Stanca di oziare si sedette sul divano vittoriano in velluto blu; quel piccolo alloggio era il suo regno, le piaceva pensare che ogni vecchio oggetto portava con se una storia.

«Ehm…Ehm!».  Sussultando Françoise si alzò dal divano spaventata. Chi aveva tossito? Forse un uomo che passeggiava nella via proprio sotto al suo appartamento.

«No, mi spiace. Non sono un semplice passante Françoise, ma una persona che ti conosce molto meglio». Irrigidita dallo shock Fraçoise si voltò verso una delle sue tele, quella ispirata al pittore Magritte, che raffigurava un uomo in abito elegante con il volto coperto da un lenzuolo bianco.

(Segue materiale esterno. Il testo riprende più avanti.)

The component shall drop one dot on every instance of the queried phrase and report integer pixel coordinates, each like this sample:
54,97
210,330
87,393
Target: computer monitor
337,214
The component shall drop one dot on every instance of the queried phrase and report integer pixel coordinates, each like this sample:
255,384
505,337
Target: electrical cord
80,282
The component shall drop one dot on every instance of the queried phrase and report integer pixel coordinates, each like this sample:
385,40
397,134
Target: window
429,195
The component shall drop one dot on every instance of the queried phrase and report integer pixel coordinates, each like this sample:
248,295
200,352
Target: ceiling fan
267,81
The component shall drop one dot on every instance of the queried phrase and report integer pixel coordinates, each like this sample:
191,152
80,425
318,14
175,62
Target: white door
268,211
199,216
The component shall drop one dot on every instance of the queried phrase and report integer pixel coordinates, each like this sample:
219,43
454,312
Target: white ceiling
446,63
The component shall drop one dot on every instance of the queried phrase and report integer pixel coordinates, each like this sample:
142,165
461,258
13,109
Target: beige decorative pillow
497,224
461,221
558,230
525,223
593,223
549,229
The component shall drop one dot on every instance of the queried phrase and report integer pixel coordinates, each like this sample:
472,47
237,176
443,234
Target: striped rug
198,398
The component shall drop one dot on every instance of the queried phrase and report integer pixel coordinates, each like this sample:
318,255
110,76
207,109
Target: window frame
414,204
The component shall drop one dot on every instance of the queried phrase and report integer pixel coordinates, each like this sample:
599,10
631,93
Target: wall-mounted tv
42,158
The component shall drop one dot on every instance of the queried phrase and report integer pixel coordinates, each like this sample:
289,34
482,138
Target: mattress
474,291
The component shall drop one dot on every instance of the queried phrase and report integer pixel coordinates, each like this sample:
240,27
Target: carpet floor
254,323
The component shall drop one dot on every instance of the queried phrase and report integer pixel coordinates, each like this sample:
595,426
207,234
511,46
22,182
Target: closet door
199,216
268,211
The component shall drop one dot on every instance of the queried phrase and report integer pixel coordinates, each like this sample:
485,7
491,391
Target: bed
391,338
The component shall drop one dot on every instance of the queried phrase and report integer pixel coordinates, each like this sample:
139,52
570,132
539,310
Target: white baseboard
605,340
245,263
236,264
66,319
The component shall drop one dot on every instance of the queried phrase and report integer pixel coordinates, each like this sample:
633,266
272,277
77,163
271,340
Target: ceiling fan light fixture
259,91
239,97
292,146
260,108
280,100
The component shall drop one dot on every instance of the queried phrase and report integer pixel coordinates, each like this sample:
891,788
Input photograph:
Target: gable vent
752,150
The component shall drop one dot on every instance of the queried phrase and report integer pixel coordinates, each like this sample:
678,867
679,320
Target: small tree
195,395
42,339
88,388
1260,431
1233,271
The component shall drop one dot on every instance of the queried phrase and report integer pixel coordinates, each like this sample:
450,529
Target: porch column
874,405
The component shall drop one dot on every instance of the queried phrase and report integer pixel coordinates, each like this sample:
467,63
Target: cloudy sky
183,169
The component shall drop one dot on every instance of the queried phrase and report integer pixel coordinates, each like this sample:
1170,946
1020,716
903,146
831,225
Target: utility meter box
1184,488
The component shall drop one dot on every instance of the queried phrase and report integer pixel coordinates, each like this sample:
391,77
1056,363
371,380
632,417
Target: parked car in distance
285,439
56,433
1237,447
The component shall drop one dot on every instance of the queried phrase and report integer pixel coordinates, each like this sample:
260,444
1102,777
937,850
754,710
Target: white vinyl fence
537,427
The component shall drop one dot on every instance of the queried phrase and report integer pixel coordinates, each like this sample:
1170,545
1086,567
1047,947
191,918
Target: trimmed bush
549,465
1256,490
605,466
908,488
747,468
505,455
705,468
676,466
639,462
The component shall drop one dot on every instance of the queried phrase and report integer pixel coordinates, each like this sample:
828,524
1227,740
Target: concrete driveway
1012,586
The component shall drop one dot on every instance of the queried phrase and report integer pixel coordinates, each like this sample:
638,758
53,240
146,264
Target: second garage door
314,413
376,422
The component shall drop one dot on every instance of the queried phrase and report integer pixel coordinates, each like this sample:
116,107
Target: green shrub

Françoise si svegliò agitata in un bagno di sudore. Ultimamente i suoi sogni diventavano sempre più strani, di notte in notte. Alzandosi esaminò il salotto: ogni cosa era al suo posto. Pensando a quanto era stato reale il suo sogno si sedette sul divano vittoriano blu. Reale… Che strana parola dal momento in cui, a volte,  ci riesce difficile persino distinguere la fine di un sogno dall’inizio del risveglio. Stiracchiandosi guardò la sua tela che raffigurava un uomo con il volto coperto da un panno bianco e si avvicinò ad essa. Toccandola scoprì il volto dell’uomo dipinto. I suoi occhi, che tante volte aveva immaginato erano bellissimi ed espressivi, di un nero profondo e la guardavano con aria sognante e devota. L’uomo in abito elegante afferrò, uscendo dalla tela, la mano di Françoise. Il suo tocco era gentile ed una volta fuori dal dipinto le accarezzò una guancia. «Sei bellissima». Disse l’uomo guardandola teneramente. «Ti amo Françoise» sussurrò baciandola; un bacio così dolce e sensuale che la fece perdere in un vortice di emozioni. Si staccò per guardare gli occhi dell’uomo, così belli e rassicuranti. Gli accarezzò il volto ed una macchia di acrilico le rimase sulla mano. Sorridendo Françoise disse: « In fondo è come se fossi tua madre». «Sei la mia dea Françoise, colei che mi ha donato la vita». Rispose l’uomo mentre la stringeva a sè, le mani si intrecciarono, i corpi dolcemente si sfioravano. Mille colori esplosero come non mai nel cuore di Françoise. L’uomo in abito elegante le domandò: «Vuoi venire con me e vivere nell’arte pura come hai sempre sognato? ». «Sì» rispose Françoise con un roco ma sicuro sussurro. «Nel luogo in cui ti porto il tuo sorriso sarà eterno». Disse l’uomo mentre trafiggeva Françoise squarciando la sua camicia da notte in seta. Mille colori in un unico getto inondarono la stanza. Lei sorrise e si aggrappò alla cravatta dell’uomo in abito elegante, che sollevandola la prese in braccio ed entrò di nuovo nel dipinto. Françoise osservò il suo salotto, che strana prospettiva aveva acquisito guardato da dentro la sua tela! Era diventato un semplice quadro appeso nella sua nuova casa dipinta da mille colori, i colori dell’anima, vividi che mai sarebbero sbiaditi. «Qui sorriderai in eterno». La rassicurò l’uomo in abito elegante baciandola. «Ti amo». Rispose dolcemente lei accarezzandogli i capelli.

*

«Françoise!…Françoise dove sei?! ». Urlò Anne entrando nell’appartamento. «Ho comprato delle fragole al mercato, dato che le desideravi tanto» disse la ragazza addentando un frutto. D’un tratto trasalì lasciando cadere per terra il sacchetto colmo di fragole che rotolarono sul pavimento. Le pareti del salotto erano imbrattate con schizzi di vernice colorata. Anne si avvicinò cauta al divano vittoriano blu dove, orribilmente, scoprì il corpo senza vita dell’amica Françoise. Il raso bianco della camicia da notte era diventato rosso ed un taglio ad U le percorreva il viso dall’occhio destro a quello sinistro. Sorriderò per sempre diceva la scritta su di un foglio che giaceva ai piedi del divano.